The Senate blocked four immigration proposals Thursday, deepening a bitter impasse over how to protect 1.8 million young undocumented immigrants from deportation, Bloomberg reports.
The rejected proposals included a bipartisan measure that would provide $25 billion for border security and a path to citizenship for the young immigrants -- a plan the White House threatened to veto amid harsh criticism by President Donald Trump, Attorney General Jeff Sessions and the Department of Homeland Security. It failed to advance 54-45, with 60 needed.
A separate measure that lost on a 39-60 vote reflected the president’s proposals, which included citizenship and border funds while also ending a diversity visa lottery and imposing strict limits on family-based migration.

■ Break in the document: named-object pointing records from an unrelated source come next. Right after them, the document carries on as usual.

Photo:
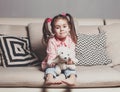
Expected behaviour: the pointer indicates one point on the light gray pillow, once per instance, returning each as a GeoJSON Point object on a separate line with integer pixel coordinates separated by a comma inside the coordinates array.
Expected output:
{"type": "Point", "coordinates": [91, 49]}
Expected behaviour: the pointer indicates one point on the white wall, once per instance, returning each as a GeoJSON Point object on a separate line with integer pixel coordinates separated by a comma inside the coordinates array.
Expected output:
{"type": "Point", "coordinates": [49, 8]}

In threatening a veto of the bipartisan plan, White House spokeswoman Sarah Huckabee Sanders said in a statement it would encourage "millions of additional minors to be smuggled into the United States" and is "dangerous policy that will harm the nation." Trump said on Twitter the measure would create a "giant amnesty."
In return, Senate Democratic leader Chuck Schumer of New York called Trump "obstinate" and said the president "has stood in the way of every single proposal that has had a chance of becoming law." A group of Democratic and Republican senators agreed on the proposal Wednesday after weeks of negotiations.